2. If such as these may eternally miscarry; then let all look carefully to their foundation. It is manifest from 1 Cor. 10:12, that many souls stand exceeding dangerously, who are yet satisfied of their own safety. And if you consult the following scriptures, you shall find vain confidence to be a ruling passion among men, and one which is the utter overthrow and undoing of multitudes of professors. Gal. 6:3, 4; John, 8:54; Rom. 2: 18, 19, 21; Matt. 25: 11, 12; Matt. 7:22.

Now there is nothing more apt to beget this vain soul-undoing confidence, than the stirrings and meltings of our affections about spiritual things, whilst the heart remains unrenewed. For such a man seems to have all that is required of a christian, and herein to have attained the very end of all knowledge—its influence upon the heart and affections. Indeed (thinks such a poor deluded soul) if I heard, read, or prayed, without any inward affections, with a dead, cold, and unconcerned heart; or if I made a show of zeal and affection in duties, and had it not; well might I suspect myself to be a hypocrite: but it is not so with me, I feel my heart really melted many times when I read the sufferings of Christ; I feel my heart raised and ravished with strange joys and comforts when I hear the glory of heaven in the Gospel indeed if it were not so with me, I might

fear that the root of the matter is wanting; but if to my knowledge affections be added, a melting heart joined with a knowing head, then I may be confident all is well. I have often heard ministers cautioning and warning their people not to rest satisfied with idle and speculative notions in their understandings, but to labor for impressions upon their hearts. This I have attained. I have often heard it given as a mark of a hypocrite, that he has light in his head, but it sheds not down its influence upon the heart; whereas in those that are sincere, it works on their heart and affections: so I find it with me, therefore I am in a most safe estate.

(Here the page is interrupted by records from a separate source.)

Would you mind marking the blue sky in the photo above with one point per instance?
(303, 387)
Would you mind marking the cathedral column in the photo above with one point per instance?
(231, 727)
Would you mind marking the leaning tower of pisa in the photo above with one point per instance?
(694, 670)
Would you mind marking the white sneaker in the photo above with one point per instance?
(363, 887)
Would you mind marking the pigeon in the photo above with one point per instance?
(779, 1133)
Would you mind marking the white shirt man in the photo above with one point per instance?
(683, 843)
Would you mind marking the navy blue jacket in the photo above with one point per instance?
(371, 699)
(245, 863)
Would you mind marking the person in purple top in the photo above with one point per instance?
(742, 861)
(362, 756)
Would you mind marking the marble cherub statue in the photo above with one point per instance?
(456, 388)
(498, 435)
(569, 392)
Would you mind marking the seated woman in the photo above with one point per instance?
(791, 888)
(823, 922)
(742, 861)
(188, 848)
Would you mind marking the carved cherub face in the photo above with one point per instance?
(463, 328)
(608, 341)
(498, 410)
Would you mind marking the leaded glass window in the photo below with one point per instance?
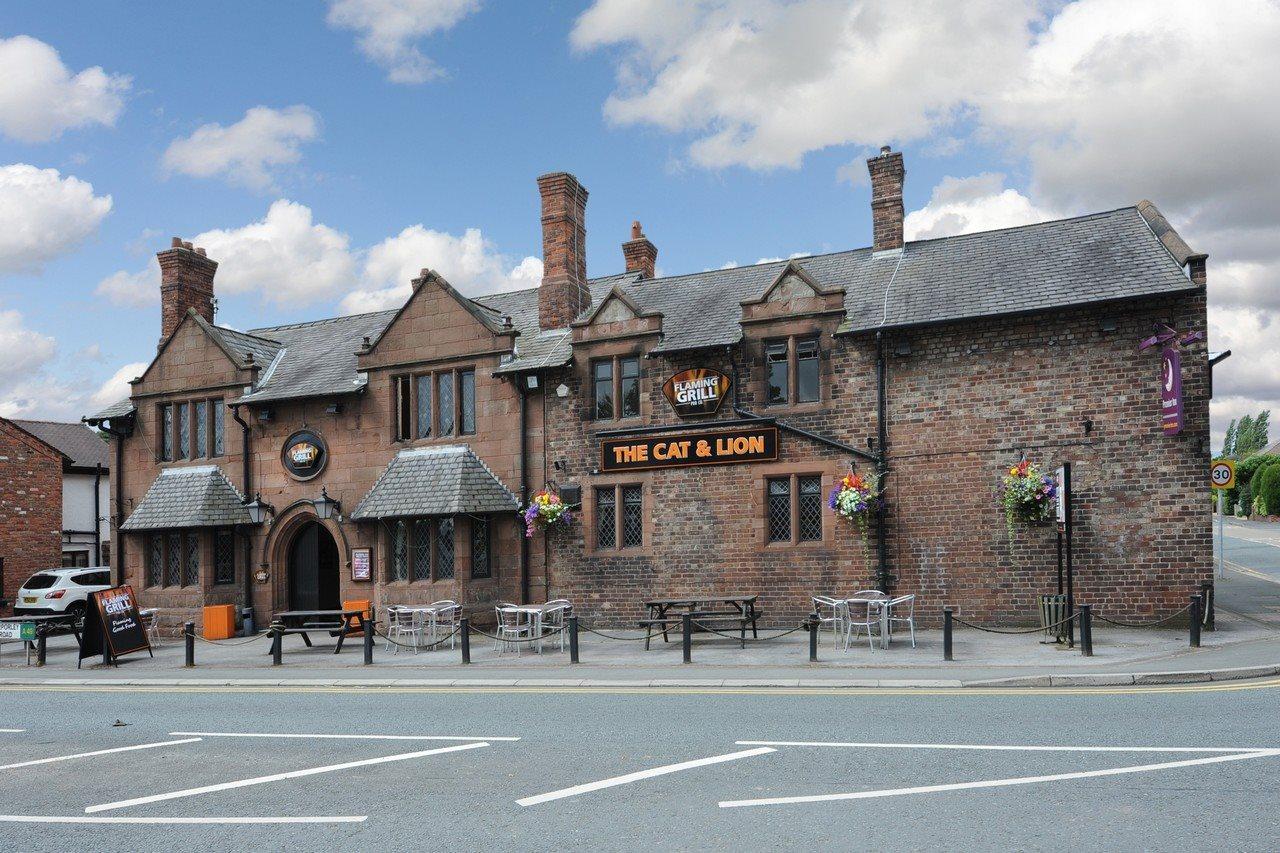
(201, 447)
(224, 557)
(444, 402)
(606, 518)
(424, 405)
(480, 560)
(173, 560)
(632, 516)
(780, 509)
(467, 398)
(191, 560)
(444, 550)
(423, 550)
(810, 509)
(400, 552)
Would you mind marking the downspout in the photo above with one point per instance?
(882, 574)
(97, 514)
(524, 489)
(247, 480)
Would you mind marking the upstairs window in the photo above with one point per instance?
(791, 372)
(616, 388)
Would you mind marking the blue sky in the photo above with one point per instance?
(379, 132)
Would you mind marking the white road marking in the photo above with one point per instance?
(309, 737)
(97, 752)
(996, 783)
(292, 774)
(643, 774)
(78, 819)
(979, 746)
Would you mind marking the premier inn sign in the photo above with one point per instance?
(681, 450)
(698, 391)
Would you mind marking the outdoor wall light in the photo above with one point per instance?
(259, 510)
(325, 506)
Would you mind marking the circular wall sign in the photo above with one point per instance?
(304, 455)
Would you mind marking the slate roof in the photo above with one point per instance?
(315, 359)
(77, 442)
(435, 480)
(188, 497)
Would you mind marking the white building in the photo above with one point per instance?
(86, 489)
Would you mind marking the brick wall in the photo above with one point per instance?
(31, 509)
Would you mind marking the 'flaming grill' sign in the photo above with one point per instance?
(748, 445)
(698, 391)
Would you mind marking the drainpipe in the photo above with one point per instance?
(882, 574)
(524, 488)
(97, 514)
(247, 480)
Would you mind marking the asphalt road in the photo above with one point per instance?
(1182, 796)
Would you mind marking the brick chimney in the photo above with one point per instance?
(887, 173)
(186, 282)
(640, 255)
(563, 293)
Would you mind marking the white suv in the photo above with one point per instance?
(60, 591)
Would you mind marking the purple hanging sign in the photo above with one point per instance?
(1171, 391)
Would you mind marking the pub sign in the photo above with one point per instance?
(698, 391)
(682, 450)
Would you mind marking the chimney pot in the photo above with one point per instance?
(563, 293)
(887, 176)
(639, 254)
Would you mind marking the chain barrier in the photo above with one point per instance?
(1027, 630)
(1160, 621)
(753, 639)
(429, 646)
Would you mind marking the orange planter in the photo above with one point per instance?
(219, 621)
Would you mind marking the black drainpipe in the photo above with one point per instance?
(97, 514)
(248, 496)
(882, 575)
(524, 488)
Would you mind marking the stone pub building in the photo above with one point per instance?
(700, 420)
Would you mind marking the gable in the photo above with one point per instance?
(437, 323)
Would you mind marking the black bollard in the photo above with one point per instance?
(1210, 605)
(813, 637)
(686, 641)
(1194, 620)
(1087, 630)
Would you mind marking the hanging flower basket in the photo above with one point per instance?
(547, 511)
(1028, 496)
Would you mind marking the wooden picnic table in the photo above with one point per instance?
(338, 623)
(716, 607)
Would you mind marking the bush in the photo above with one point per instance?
(1269, 491)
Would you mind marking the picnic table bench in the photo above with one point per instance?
(726, 610)
(338, 623)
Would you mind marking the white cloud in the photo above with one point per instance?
(470, 263)
(389, 28)
(965, 205)
(44, 215)
(132, 290)
(41, 99)
(247, 153)
(117, 387)
(286, 256)
(763, 82)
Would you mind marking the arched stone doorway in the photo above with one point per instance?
(314, 579)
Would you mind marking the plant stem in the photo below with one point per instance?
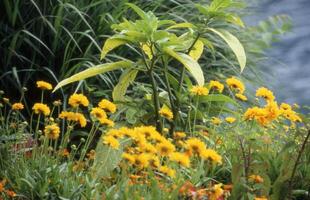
(296, 164)
(172, 123)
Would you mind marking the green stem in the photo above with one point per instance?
(195, 115)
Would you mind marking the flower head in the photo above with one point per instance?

O soul! of all the false signs of grace, none are more dangerous than those that most resemble true ones; and never doth the devil more surely and incurably destroy, than when transformed into an angel of light. What if these meltings of thy heart be but a flower of nature? What if thou art more indebted to a good temper of body than a gracious change of spirit for these things? Yet so it may be. Be not secure, but fear, and watch. Possibly, if thou wouldest but search thine own heart in this matter, thou mayest find that any other moving story will have like effects upon thee. Possibly, too, thou mayest find that, notwithstanding all thy raptures and joys at the hearing of heaven and its glory, thy heart is habitually earthly, and thy conversation is not there. For all thou canst mourn at the relation of Christ's sufferings, thou art not so affected with sin, which was the cause of them, as to crucify one corruption, or deny the next temptation, or part with any way of sin that is gainful or pleasurable to thee, for his sake.

Now, reader, if it be so with thee, what art thou the better for the glow of thy affections? Dost thou think in earnest that Christ hath the better thoughts of thee, because thou canst shed tears for him, when notwith. standing thou every day piercest and woundest him?